Nosotros: —He oído decir, y éste es otro de los puntos que intranquilizan a nuestros luchadores, que esas brigadas serán mixtas, es decir, que estarán compuestas de batallones regulares, batallones marxistas y batallones confederados. ¿Es esto cierto?

Vázquez: —Algo de cierto hay en ello ya que ésta es una de las proposiciones que existen para la formación de las brigadas; pero nosotros tenemos también la nuestra, consistente en que las futuras brigadas que, por lógica, nos corresponda formar han de estar compuestas por compañeros de la CNT y de la FAI controlados por estas dos organizaciones nuestras, si bien sujetos todos a las órdenes —otra palabra guerrera que disuena a nuestro oído— que emanen del mando único, que todas las fuerzas aceptan voluntariamente».[38]

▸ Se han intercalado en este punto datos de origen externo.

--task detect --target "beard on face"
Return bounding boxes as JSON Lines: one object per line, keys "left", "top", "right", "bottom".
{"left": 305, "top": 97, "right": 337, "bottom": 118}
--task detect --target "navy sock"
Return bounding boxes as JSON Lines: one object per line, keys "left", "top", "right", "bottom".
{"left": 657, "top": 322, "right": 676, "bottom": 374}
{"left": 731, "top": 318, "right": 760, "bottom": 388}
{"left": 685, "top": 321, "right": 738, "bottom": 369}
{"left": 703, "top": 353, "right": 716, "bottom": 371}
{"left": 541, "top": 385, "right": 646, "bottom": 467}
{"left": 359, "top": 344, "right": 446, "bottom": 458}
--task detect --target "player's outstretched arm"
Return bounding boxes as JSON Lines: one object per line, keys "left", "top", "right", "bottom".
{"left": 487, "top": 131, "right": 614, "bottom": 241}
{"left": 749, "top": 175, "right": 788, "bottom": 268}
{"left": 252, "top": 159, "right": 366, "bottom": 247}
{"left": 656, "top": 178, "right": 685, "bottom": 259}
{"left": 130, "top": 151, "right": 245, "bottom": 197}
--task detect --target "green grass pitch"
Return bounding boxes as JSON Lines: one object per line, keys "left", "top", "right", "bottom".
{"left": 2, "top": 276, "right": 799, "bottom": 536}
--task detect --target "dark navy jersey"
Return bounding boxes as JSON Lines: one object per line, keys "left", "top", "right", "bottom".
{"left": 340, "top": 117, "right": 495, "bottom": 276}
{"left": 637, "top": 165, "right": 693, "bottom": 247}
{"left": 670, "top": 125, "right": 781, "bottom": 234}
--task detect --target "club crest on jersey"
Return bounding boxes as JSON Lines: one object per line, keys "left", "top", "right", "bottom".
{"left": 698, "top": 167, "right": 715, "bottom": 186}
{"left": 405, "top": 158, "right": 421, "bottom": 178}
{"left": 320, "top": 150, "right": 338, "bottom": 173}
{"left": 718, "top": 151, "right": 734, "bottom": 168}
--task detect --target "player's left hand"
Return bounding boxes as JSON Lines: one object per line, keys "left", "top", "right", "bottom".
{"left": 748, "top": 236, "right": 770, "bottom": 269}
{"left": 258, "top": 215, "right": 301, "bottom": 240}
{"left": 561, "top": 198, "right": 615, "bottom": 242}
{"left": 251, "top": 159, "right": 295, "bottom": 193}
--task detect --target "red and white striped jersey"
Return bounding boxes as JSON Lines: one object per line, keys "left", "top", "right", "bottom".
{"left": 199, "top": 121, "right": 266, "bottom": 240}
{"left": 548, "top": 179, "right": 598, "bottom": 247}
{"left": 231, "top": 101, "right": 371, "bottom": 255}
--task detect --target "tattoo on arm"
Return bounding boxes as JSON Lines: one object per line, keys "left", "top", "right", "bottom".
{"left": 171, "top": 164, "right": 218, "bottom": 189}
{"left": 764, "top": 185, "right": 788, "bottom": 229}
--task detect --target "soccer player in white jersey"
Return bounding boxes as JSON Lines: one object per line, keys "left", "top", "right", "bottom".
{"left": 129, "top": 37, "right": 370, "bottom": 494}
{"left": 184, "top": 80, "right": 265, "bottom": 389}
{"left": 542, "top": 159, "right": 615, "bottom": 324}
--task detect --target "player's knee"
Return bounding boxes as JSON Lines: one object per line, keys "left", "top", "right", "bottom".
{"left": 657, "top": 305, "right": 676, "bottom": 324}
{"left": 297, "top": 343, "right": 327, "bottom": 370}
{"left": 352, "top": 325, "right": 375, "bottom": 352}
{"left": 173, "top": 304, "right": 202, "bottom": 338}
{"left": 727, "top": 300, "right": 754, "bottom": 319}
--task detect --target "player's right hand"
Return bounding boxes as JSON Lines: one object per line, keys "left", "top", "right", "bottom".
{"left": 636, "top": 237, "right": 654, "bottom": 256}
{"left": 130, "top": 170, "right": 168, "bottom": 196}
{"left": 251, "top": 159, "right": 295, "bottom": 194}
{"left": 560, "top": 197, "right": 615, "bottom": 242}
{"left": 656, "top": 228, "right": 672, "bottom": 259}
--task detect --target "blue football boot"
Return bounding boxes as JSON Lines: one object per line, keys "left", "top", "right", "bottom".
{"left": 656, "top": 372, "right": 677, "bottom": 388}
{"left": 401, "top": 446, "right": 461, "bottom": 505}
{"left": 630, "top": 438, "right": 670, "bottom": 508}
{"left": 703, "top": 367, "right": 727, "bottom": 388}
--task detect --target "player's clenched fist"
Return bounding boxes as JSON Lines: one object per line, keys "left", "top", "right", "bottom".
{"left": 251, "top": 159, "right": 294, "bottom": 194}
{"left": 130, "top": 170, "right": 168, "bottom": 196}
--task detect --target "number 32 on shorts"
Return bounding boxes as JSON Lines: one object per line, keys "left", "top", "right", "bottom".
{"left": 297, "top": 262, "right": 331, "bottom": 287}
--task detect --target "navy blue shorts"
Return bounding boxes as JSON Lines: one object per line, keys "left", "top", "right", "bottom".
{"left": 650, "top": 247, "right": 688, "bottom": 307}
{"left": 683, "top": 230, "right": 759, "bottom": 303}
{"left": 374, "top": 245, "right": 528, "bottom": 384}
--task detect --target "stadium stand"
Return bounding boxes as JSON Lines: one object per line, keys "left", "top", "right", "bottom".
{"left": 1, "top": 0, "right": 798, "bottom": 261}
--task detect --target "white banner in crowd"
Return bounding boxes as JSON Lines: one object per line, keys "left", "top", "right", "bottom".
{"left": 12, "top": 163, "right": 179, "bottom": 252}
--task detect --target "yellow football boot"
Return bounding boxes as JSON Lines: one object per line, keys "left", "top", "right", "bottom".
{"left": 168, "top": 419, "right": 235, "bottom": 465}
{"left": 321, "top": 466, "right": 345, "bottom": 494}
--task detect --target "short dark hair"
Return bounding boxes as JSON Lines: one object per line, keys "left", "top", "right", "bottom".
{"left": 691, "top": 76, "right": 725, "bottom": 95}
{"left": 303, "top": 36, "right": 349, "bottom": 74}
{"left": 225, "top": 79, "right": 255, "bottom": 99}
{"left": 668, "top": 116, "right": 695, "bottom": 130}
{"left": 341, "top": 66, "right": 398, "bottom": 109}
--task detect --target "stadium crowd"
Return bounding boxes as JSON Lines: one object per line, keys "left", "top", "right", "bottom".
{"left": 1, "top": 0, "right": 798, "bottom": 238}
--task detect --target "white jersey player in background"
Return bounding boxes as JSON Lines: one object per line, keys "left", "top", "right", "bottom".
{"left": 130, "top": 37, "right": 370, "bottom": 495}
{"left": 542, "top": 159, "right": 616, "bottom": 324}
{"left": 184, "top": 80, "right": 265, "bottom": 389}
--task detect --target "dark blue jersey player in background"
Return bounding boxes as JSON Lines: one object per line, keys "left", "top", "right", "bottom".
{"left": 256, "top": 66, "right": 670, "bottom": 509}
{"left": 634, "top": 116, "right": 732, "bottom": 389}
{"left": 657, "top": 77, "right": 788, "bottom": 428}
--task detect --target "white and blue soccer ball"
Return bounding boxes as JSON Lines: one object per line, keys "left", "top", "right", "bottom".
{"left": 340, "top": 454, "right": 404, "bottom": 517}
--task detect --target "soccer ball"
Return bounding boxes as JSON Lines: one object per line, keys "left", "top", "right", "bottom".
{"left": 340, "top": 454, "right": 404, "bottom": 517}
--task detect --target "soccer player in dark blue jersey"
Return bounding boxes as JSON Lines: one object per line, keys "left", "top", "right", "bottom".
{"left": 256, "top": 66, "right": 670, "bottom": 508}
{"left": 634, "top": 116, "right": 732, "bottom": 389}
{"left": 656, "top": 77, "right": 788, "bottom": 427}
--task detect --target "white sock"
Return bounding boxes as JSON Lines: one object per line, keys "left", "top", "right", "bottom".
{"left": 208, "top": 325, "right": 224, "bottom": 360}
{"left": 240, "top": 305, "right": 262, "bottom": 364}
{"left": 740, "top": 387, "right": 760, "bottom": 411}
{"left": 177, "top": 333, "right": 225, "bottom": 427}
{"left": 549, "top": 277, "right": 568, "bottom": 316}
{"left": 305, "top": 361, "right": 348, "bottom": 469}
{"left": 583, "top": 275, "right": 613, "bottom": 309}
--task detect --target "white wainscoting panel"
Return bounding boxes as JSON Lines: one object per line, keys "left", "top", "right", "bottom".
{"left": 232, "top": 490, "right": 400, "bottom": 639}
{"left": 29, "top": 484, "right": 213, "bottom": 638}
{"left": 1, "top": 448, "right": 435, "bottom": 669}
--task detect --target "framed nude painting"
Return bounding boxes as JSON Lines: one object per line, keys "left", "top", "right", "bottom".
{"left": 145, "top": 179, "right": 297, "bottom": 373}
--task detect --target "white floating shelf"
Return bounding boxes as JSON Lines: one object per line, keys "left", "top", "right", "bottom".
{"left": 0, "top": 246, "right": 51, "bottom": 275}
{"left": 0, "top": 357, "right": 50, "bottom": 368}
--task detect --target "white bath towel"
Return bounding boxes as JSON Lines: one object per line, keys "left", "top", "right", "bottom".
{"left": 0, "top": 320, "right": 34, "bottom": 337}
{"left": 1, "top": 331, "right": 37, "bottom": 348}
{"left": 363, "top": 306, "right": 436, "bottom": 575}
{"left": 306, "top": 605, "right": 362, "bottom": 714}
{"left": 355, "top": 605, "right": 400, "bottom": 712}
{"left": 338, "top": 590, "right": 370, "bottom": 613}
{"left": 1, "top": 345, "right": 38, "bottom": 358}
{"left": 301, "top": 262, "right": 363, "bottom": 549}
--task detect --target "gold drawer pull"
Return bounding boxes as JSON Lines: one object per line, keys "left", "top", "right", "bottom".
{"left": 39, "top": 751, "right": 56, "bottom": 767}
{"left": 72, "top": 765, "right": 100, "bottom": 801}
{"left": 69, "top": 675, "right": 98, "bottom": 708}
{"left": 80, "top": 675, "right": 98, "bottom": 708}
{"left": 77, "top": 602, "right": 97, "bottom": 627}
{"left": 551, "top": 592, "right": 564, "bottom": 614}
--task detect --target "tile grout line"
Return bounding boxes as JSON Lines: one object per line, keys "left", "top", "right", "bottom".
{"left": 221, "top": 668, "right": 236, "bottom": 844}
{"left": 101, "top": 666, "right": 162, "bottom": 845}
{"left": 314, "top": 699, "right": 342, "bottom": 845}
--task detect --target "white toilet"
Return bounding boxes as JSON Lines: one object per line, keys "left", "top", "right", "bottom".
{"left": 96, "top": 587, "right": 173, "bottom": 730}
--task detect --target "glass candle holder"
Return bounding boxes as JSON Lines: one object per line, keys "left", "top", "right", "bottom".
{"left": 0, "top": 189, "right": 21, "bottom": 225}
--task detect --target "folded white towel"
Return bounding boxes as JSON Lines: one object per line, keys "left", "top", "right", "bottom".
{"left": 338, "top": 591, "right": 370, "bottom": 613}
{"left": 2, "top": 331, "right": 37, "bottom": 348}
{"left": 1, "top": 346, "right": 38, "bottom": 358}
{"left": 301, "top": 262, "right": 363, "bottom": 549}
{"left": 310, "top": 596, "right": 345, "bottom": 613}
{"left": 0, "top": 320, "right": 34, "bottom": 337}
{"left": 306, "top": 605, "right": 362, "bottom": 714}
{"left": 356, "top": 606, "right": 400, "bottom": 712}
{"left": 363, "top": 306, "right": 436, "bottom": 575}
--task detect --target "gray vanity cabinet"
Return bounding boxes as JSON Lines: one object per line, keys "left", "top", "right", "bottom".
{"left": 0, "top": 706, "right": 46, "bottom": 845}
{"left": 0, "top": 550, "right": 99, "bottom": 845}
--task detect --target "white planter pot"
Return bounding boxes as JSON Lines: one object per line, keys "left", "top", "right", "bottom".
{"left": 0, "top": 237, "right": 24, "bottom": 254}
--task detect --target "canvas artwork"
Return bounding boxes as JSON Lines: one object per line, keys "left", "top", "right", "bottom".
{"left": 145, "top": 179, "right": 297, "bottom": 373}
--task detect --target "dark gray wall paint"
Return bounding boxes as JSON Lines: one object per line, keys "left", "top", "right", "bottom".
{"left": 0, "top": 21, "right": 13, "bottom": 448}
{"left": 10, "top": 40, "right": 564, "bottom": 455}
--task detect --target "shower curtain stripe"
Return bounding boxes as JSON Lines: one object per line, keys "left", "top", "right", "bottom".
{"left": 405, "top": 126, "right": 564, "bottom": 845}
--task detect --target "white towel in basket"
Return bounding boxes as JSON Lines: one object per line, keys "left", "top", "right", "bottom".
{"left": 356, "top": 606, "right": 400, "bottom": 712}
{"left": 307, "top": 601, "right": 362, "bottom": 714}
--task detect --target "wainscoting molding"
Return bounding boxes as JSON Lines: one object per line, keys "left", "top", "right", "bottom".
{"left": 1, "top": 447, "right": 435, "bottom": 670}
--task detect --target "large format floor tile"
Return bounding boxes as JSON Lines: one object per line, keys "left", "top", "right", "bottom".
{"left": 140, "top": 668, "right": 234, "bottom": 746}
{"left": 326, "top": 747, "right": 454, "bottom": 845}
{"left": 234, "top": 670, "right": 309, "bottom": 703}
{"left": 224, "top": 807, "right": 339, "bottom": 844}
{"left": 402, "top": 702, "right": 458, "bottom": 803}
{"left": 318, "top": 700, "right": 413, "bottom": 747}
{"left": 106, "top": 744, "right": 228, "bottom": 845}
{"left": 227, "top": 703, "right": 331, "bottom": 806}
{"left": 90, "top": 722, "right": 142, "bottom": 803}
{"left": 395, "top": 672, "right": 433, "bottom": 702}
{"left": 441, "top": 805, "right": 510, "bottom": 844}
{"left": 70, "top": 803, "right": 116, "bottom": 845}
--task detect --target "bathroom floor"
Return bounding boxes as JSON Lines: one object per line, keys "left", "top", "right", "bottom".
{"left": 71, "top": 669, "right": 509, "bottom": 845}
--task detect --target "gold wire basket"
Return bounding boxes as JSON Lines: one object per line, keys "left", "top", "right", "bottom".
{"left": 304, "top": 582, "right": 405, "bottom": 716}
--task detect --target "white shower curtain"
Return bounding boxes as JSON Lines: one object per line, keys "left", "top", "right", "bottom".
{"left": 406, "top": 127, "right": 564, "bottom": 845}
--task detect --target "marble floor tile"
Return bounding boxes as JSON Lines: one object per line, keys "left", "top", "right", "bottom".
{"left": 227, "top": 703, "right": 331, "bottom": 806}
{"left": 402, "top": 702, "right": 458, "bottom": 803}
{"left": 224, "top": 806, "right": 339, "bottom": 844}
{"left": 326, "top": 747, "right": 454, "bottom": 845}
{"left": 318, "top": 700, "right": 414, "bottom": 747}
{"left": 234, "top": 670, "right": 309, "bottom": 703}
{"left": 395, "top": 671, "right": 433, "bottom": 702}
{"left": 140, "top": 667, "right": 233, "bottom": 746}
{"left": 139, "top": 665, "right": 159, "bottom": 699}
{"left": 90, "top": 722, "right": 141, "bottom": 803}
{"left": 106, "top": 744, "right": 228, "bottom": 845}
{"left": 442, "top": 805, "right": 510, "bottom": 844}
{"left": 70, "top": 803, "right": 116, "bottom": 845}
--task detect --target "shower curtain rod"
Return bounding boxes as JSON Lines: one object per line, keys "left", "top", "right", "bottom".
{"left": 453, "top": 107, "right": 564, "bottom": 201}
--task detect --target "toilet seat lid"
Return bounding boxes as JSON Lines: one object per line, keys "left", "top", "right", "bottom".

Aunque la forma atenuada de la militarización aceptada por los dirigentes de la CNT-FAI permitió a las unidades anarcosindicalistas mantener su virtual independiente, fue sin embargo resistida obstinadamente por los espíritus más extremistas del movimiento libertario, que se aferraban apasionadamente las creencias anarquistas. Ningún relato de esta lucha dramática entre el principio y la práctica, entre los miembros y los dirigentes de la CNT-FAI, estará completo a menos que incluya la historia de la famosa Columna de Hierro.